Data Study to Investigate Airport Connectedness
The skills the author demoed here can be learned through taking Data Science with Machine Learning bootcamp with NYC Data Science Academy.
Contributed by Sricharan Maddineni. He is currently in the NYC Data Science Academy 12 week full time Data Science Bootcamp program taking place between January 11th to April 1st, 2016. This post is based on his second class project - R Shiny (due on the 4th week of the program).
Why Are Airports Important?
Aviation infrastructure has been a bedrock of the United States economy and culture for many decades, and it was the first instrument through which we connected with the world. Before the invention of flight, data history shows humans were inexorably confined by the immenseness of Earth's oceans.
All the disdain and unpleasantries we endure on flights are quickly forgotten once we safely land at our destinations and realize we have just been transported to a new place on our vast planet.

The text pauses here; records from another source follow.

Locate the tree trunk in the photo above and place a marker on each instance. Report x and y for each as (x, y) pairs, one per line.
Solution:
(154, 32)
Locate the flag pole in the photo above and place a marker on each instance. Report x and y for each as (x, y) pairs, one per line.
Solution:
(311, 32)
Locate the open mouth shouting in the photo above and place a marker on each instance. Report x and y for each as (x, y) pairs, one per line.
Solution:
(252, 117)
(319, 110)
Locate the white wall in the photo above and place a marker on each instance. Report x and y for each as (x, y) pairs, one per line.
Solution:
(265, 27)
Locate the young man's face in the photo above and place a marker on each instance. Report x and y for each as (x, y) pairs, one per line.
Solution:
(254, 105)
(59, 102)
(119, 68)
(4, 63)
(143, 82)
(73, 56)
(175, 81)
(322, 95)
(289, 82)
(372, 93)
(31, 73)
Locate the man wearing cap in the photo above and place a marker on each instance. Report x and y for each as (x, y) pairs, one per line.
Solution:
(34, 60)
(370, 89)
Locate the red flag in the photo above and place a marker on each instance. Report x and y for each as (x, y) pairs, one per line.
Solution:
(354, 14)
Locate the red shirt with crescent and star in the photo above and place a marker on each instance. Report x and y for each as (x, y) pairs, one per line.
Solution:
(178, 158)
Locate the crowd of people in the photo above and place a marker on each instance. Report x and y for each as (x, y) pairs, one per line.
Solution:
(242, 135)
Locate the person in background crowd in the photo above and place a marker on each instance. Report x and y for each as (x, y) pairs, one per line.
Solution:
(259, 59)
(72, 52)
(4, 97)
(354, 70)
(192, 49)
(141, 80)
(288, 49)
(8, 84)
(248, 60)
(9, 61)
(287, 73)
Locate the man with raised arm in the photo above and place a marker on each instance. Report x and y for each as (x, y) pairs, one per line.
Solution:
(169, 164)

Every time I have flown and landed in a new country or city, I am overwhelmed with feelings of how beautiful our world is and how much I wish I could visit every corner of our planet. My love of aviation has led me to investigate the connectedness of United States airports and the passenger-disparity between the developed and developing countries.
Click here to try the app!
The App
The interactive map can be used as a tool to investigate the connectedness of the US airports. Users can choose from a list of airports including LAX, JFK, IAD and more to visualize the connections out of that airport. The 'Airport Connections' table shows us the combinations of connections by Airline Carrier. For example, we can see that American Airlines (AA) had 8058 flights out of LAX to JFK (2009 dataset). The 'Carriers' table shows us the total flights out of LAX by American Airlines (76,670).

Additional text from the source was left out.